Consider what the model attempts to do.

If we had no model, we would estimate y to be y_pred where y_pred is simply the mean of all values. This is no linear regression, but rather a simple average.
For stock returns, we’d look at a stock’s daily returns, take the average and say that the average is our prediction of the stock’s return.

With a model, a regression model in this case, we are adding explanatory variables with the goal of providing more direct relationships between certain factors and the dependent variable. This idea, or goal, of this is to increase our level of understanding, and increase what the model is actually able to explain. In a perfect model, the model would explain absolutely everything about the dependent variable.

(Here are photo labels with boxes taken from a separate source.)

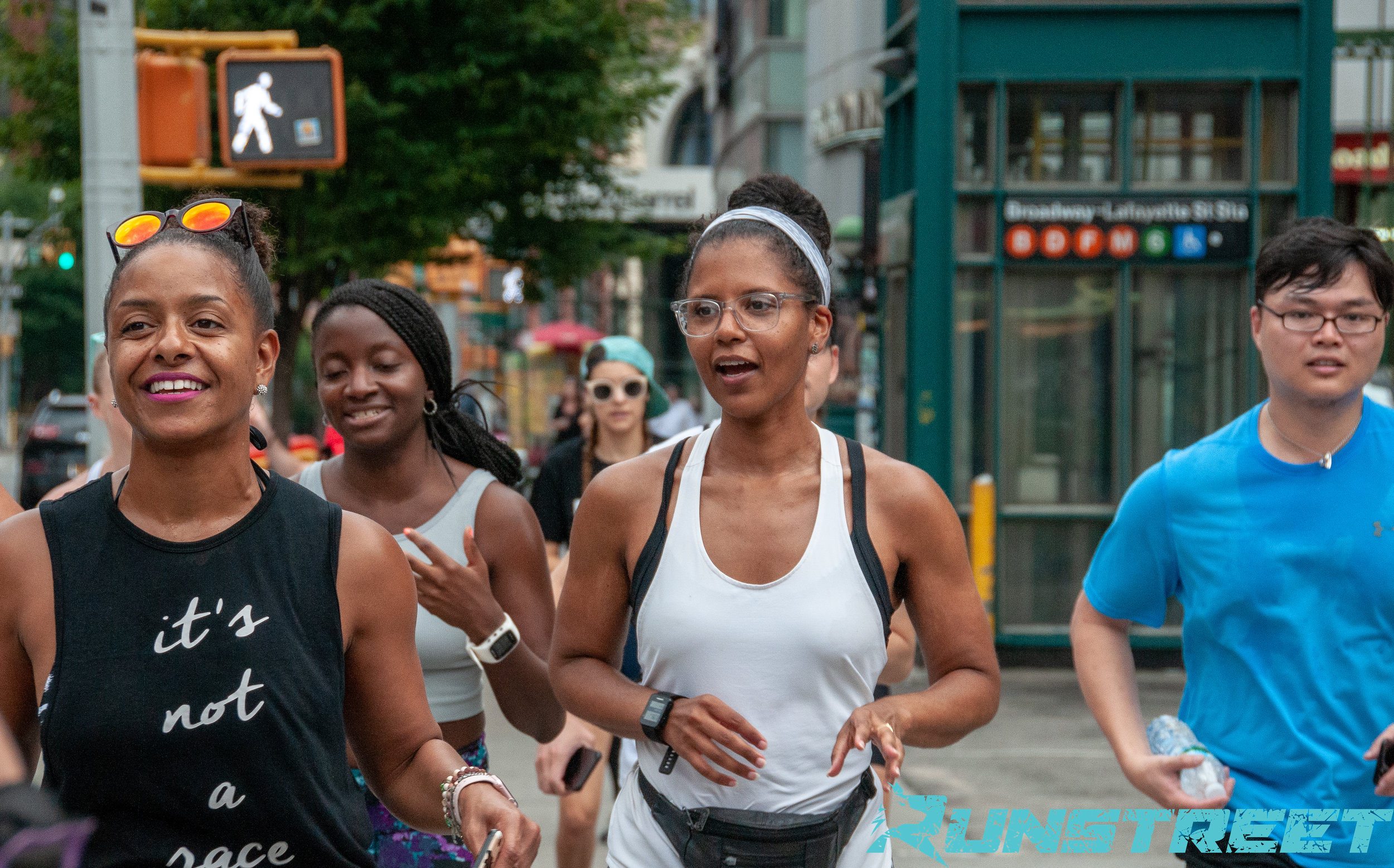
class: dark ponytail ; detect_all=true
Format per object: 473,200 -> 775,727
311,280 -> 523,485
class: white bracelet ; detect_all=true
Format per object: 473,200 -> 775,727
453,772 -> 519,829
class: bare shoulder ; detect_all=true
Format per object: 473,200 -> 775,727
861,446 -> 953,513
0,508 -> 53,612
580,443 -> 683,524
339,510 -> 407,589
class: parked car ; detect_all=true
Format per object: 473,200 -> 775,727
20,389 -> 91,510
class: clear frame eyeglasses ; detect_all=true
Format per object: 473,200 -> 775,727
668,293 -> 809,337
1255,301 -> 1386,334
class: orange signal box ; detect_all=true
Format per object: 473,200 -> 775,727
135,50 -> 212,166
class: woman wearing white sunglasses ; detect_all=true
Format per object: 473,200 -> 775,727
533,336 -> 668,868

In such a case, variations in y would have direct relationships to certain variables in our model.
However, this is wishful thinking, as models usually dont come very close to perfect explanation.

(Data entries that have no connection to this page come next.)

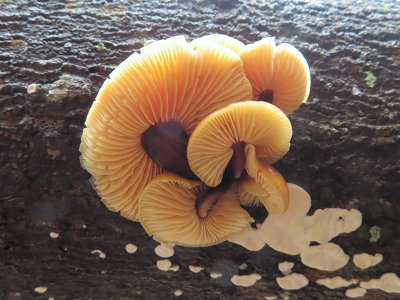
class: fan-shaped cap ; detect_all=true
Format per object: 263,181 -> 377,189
189,33 -> 244,53
80,36 -> 251,220
139,173 -> 250,246
187,101 -> 292,186
239,37 -> 311,113
240,145 -> 289,215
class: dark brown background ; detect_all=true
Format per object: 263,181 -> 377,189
0,0 -> 400,299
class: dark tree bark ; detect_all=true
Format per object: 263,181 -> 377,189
0,0 -> 400,299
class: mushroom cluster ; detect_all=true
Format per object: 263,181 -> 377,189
80,34 -> 310,246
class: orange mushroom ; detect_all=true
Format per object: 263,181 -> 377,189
187,101 -> 292,214
80,36 -> 251,220
239,37 -> 311,114
139,173 -> 250,246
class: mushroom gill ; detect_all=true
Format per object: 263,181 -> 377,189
139,173 -> 250,246
189,33 -> 244,53
187,101 -> 292,187
240,144 -> 289,215
80,36 -> 252,221
239,37 -> 311,114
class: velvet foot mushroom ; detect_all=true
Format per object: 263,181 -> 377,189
239,37 -> 311,114
187,101 -> 292,214
80,36 -> 252,221
189,34 -> 244,53
139,173 -> 250,246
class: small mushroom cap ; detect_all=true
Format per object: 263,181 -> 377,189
80,36 -> 251,220
189,33 -> 244,53
187,101 -> 292,186
239,37 -> 311,114
139,173 -> 250,246
240,145 -> 289,215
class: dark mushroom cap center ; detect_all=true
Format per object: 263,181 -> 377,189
141,121 -> 246,218
258,90 -> 274,104
141,121 -> 197,179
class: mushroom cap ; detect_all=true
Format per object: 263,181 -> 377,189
80,36 -> 251,220
189,33 -> 245,53
240,145 -> 289,215
187,101 -> 292,186
139,173 -> 250,246
239,37 -> 311,114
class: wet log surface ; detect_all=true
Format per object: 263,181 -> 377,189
0,0 -> 400,299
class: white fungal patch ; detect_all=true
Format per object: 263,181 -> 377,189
300,243 -> 350,271
353,253 -> 383,269
316,276 -> 358,290
228,183 -> 362,255
50,232 -> 60,239
360,273 -> 400,293
157,259 -> 179,272
174,290 -> 183,297
157,259 -> 172,271
154,243 -> 175,258
34,286 -> 47,294
346,287 -> 367,298
125,244 -> 137,253
210,272 -> 222,279
231,273 -> 261,287
276,273 -> 308,290
278,261 -> 294,275
189,265 -> 204,273
91,249 -> 107,259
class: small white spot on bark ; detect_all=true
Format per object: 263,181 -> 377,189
26,83 -> 37,94
35,286 -> 47,294
278,261 -> 294,275
174,290 -> 183,297
276,273 -> 308,290
353,253 -> 383,269
154,243 -> 175,258
210,272 -> 222,279
189,265 -> 204,273
91,249 -> 107,259
231,273 -> 261,287
125,244 -> 137,253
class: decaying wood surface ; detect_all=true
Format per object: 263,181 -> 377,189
0,0 -> 400,299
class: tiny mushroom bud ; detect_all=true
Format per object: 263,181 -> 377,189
139,173 -> 250,246
188,101 -> 292,214
239,37 -> 311,113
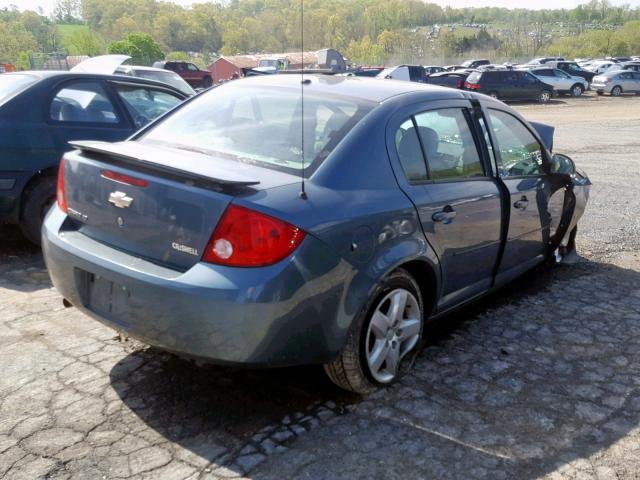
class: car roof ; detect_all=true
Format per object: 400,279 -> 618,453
236,73 -> 467,103
118,65 -> 175,74
3,70 -> 184,95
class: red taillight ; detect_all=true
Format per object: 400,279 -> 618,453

but, in regards to defining R^2, which is a goodness of fit statistic, we can make use of the model’s “ability to explain movement in the dependent variable”.
The idea is to separate the movement in y that the model was able to indicate, from the movement in y that the model was not able to capture.
Since we are using simple linear regression for now, the “movement in y that the model was not able to capture” is simply the difference between y_true and y_pred, which we know as the residuals. On the other hand, the movement in y that the model was able to capture, can be defined as a “rest-sum” where we take the total sum of squares, and remove the residual sum of square (because this is not explained by the model) and we are then having the explained sum of squares.

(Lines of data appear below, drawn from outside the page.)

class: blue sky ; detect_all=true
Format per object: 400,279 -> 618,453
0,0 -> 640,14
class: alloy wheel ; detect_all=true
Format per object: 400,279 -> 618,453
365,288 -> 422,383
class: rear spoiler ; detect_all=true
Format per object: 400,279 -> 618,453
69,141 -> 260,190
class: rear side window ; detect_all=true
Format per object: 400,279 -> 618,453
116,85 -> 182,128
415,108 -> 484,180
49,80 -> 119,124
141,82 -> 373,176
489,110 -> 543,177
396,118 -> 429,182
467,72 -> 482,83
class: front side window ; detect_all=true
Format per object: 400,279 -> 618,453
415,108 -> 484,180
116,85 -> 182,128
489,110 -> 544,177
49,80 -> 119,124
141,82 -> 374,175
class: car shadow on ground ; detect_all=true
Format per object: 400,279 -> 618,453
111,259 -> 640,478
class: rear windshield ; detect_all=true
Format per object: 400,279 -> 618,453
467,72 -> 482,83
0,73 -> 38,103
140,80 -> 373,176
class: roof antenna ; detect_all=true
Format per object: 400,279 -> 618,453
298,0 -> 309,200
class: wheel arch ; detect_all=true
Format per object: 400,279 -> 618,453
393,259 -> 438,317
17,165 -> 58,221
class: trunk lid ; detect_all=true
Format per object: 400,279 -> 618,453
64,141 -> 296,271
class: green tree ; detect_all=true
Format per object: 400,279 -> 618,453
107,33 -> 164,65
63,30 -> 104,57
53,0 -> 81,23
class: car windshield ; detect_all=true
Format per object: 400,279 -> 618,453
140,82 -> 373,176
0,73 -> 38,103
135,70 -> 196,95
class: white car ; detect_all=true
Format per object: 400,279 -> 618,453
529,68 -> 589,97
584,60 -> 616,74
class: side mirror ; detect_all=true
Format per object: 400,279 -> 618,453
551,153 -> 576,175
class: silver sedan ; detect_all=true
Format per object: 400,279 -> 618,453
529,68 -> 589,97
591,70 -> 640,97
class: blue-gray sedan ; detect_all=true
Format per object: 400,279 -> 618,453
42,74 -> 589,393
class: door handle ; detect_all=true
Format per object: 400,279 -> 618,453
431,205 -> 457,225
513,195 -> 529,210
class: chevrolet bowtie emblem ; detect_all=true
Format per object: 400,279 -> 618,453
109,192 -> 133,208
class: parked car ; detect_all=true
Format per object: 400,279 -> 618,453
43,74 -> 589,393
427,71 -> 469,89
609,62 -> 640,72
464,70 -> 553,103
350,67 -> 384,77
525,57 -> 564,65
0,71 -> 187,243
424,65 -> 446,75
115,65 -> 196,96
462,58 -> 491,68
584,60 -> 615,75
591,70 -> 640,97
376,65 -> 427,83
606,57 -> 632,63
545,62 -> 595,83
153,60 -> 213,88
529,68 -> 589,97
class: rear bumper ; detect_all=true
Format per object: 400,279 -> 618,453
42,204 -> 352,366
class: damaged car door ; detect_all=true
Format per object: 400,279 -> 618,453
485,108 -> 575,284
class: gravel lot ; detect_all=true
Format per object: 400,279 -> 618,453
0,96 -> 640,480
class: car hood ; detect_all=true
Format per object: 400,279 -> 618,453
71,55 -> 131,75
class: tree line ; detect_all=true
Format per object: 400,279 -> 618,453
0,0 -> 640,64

The total sum of squares is defined as deviations around the mean of the dependent variable. Consider the stock’s daily returns again. We take the average daily return with a sample size of say 1 year, and use this average daily return as a baseline. Then we take each day’s return and compare against the average. The deviation is then squared, and summed over the sample. The result is the total sum of squares.

From intuition, we can also say that the explained sum of squares is the squared difference between the predictions and the mean.

So, now that we have some terms, we can define R^2 as a ratio tellign us “how much of the total movement was/is explained by the model”. to create this ratio, we take ESS and divide on TSS.

42
Q

what is required to create R^2 value = 0?

A

The enumerator must be 0, and the only way this is, is with all ESS contributions being equal to 0 (since they are restricted between 0 and positive). To create 0, the parameters of the model must all be equal to 0, and have the intercept be equal to the mean.

43
Q

elaborate on the problems with R^2

A

Cannot be used to compare different dependent variables

R^2 never decrease when adding more independent variables to the model.

44
Q

how can we make R^2 better

A

There is a way that accounts for the loss in degrees of freedom from incorporating more variables in the model.

This new metric is known as adjusted R^2.

The intuition behind the formula goes like this:
We use a factor (T-1)/(T-k) that is multiplied by (1-R^2), and then we take “1-result”. Adding more parameters makes it worse, so that the increase in R^2 from adding the params must be significalty large.